Timing, as we moms know, can be everything - and can be very tricky. You need to get seated and something in front of the kids before they are too cranky with hunger, but you don't necessarily want to be too early. If you have a hankering for the burgers at the joint down the road, check your watch. Will you be able to get everyone fed while you are still in the good mood window? Yes? Then go for it. No? Stay home or order take out for yourselves after the kids are in bed. Maybe? I'd probably lean toward no, but that's me.

Have a bag of tricks

No matter the age of your kids, boredom while waiting for food happens. Like most moms I know, I have my tricks for keeping the kids occupied.

While many restaurants provide crayons and paper for kids, some don't. Especially when the kids were smaller, I kept certain items at the ready for meals out: a baggie or crayons, a small sketchpad, a couple of books and a matchbook car or two. Even now, I tend to keep a pack of cards in my purse for just such occasions. Remember travel games in these situations, too: play "I Spy" or variations on "20 Questions." Before you know it, the food will be in front of you.

Stay positive if you encounter a grumpy diner

Every once in a while, in spite of taking all these things into consideration and the kids being well-behaved, we'll encounter another grumpy diner. These are people for whom your kids can do no right, no matter how quiet or still. There is nothing you can do about that person. Nothing. Not one thing. No number of apologies will make any infraction - perceived or real - better. In these situations, it's all about smoothing things over as best you can.
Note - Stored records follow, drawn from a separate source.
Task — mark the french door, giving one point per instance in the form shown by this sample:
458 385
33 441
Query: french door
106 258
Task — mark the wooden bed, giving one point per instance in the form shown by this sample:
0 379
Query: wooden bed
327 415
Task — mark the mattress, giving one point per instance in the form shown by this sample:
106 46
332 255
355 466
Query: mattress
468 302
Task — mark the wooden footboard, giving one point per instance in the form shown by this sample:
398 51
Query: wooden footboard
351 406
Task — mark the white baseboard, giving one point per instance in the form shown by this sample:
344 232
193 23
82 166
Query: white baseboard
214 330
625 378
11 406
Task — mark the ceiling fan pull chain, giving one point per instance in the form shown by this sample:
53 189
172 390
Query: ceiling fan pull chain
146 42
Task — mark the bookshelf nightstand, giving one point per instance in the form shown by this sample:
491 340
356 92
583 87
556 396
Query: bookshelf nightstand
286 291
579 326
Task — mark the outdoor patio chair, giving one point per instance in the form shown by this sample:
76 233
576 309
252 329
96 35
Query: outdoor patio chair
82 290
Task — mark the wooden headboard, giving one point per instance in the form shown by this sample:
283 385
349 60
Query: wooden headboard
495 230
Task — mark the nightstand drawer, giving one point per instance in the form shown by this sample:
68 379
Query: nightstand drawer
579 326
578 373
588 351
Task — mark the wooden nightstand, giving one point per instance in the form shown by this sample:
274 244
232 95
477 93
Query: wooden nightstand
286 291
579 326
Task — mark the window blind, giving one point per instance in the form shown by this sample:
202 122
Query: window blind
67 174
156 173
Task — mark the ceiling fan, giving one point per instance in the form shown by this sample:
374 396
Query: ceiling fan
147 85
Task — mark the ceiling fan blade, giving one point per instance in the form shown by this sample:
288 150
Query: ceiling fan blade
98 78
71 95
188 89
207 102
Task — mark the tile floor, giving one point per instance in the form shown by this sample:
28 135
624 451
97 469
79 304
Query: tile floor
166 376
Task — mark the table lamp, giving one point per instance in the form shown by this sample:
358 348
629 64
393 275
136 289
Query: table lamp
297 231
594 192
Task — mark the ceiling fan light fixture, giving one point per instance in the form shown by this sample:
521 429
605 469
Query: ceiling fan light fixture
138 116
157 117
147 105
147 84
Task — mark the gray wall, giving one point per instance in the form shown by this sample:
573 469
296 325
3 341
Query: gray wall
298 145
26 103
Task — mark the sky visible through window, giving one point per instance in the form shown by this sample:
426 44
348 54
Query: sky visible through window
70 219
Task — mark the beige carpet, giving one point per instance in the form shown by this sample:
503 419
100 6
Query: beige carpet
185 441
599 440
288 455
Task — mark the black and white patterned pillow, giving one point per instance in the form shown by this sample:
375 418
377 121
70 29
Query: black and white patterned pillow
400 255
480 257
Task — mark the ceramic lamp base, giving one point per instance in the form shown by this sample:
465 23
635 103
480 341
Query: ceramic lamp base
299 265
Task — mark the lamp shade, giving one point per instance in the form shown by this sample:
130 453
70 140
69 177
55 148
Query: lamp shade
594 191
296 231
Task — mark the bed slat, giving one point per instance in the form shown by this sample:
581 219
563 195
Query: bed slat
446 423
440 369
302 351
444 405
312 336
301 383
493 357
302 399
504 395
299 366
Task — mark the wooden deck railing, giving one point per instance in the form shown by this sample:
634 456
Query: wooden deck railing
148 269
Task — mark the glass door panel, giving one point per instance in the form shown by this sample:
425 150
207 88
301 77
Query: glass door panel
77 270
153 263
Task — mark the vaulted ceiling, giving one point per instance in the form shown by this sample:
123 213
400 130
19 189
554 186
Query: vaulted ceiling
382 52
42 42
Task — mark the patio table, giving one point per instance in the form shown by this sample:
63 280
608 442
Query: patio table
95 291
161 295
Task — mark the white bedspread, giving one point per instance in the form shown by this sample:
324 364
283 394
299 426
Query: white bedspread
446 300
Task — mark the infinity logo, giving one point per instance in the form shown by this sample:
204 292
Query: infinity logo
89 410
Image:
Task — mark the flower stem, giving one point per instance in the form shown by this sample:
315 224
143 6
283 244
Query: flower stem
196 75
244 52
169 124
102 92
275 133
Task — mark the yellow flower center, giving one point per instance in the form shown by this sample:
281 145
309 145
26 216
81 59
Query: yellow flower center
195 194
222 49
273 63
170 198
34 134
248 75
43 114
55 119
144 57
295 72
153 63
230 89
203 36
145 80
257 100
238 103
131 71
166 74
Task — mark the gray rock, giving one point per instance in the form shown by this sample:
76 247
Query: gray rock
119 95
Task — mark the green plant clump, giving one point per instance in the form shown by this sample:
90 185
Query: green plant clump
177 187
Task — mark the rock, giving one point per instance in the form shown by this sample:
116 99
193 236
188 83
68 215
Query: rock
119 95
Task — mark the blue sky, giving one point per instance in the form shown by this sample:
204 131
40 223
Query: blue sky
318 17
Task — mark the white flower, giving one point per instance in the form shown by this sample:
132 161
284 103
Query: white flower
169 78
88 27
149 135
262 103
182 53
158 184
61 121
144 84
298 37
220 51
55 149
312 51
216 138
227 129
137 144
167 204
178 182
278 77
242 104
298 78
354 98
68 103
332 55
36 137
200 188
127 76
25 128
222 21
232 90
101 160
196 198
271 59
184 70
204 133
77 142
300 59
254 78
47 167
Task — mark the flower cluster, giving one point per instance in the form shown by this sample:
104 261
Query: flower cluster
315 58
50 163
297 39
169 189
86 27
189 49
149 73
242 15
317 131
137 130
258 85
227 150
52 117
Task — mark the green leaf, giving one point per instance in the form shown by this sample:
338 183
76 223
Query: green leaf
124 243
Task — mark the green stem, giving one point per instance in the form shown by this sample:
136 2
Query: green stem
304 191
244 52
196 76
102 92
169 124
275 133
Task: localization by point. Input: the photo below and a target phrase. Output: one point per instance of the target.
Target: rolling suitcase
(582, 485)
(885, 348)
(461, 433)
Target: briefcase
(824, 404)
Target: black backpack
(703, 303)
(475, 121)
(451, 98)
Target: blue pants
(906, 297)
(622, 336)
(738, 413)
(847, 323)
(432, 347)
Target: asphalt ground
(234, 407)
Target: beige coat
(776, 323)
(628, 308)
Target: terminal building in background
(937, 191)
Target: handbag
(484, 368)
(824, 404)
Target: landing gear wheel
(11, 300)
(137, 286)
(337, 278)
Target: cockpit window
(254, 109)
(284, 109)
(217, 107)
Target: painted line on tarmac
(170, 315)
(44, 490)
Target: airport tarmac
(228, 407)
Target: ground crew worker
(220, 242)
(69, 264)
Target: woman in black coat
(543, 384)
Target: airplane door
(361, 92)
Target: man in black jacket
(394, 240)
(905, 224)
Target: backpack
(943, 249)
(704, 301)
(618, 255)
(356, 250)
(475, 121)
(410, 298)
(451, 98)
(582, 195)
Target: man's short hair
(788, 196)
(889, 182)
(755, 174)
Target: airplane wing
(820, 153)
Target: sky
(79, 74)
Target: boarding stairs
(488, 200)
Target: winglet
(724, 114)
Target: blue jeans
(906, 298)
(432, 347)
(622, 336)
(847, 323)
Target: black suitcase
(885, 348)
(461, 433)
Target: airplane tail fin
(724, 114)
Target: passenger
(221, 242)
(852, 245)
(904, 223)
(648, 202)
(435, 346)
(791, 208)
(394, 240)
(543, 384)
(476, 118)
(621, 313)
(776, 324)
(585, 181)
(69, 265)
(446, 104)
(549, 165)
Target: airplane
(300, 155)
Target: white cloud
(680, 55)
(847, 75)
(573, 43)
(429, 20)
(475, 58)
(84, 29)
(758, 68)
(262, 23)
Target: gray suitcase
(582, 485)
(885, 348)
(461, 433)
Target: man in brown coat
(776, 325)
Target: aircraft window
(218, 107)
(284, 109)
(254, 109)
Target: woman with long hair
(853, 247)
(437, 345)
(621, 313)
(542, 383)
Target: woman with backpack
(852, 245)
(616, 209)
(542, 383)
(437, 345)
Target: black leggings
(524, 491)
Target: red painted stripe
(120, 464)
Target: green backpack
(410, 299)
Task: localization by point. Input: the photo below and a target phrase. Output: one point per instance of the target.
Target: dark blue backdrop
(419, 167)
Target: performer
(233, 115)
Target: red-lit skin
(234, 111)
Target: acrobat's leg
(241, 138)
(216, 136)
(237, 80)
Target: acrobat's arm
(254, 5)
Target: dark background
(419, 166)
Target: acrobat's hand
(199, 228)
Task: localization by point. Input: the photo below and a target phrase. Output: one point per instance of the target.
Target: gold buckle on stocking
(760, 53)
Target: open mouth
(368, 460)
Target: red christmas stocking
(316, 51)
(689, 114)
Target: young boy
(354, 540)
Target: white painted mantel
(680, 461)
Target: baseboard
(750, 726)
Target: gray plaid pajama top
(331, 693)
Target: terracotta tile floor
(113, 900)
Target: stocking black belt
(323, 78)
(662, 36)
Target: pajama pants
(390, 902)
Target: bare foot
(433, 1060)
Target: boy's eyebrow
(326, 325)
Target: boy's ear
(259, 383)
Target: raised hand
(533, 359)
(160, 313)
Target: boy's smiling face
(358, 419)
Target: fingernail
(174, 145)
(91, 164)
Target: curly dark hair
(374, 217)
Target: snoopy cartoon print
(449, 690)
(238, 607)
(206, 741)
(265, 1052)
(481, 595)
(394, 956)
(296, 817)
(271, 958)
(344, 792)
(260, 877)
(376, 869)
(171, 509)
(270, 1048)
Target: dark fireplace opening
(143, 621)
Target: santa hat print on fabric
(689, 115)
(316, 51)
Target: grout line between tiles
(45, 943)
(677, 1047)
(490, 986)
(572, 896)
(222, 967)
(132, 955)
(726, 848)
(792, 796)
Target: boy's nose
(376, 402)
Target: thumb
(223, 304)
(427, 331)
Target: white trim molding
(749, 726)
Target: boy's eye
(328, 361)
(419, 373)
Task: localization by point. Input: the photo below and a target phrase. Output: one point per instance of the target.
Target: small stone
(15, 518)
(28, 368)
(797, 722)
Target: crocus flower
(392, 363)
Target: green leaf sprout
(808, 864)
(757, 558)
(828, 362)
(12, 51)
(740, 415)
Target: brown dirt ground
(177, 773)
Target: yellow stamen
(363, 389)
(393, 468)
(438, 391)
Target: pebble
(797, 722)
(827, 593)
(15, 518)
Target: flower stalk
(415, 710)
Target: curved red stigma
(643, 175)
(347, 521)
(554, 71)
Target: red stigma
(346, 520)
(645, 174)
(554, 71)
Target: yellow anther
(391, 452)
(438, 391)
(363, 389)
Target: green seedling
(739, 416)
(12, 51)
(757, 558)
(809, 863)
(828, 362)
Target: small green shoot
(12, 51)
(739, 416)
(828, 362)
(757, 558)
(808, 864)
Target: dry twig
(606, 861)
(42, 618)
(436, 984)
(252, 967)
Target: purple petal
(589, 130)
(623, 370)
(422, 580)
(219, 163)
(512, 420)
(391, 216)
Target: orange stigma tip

Try to stay positive with your kids: reinforce the good choices they do make. Apologize as appropriate, of course, but maybe you just need to get through the meal quickly and move on. And try not to take it too personally; it's likely that any person with a child would have received the same treatment.

Tip well

Unless the service is abhorrent, tip well. The wait staff usually does have to make extra efforts for tables with children and the tip needs to reflect that.

When all else fails

Sometimes, despite the best of efforts and intentions, you can tell that a situation is just not going to work. For moments like that we do what we call a "hybrid." We just try to make it through the starter portion of our meal and ask the server to put our entrees in take out containers.

Dining out as a family can be a challenge, but it can also be lots of fun. And the more you get kids used to going out, the easier it will be to go out for a meal. A special treat becomes that much more special because it's that much more fun.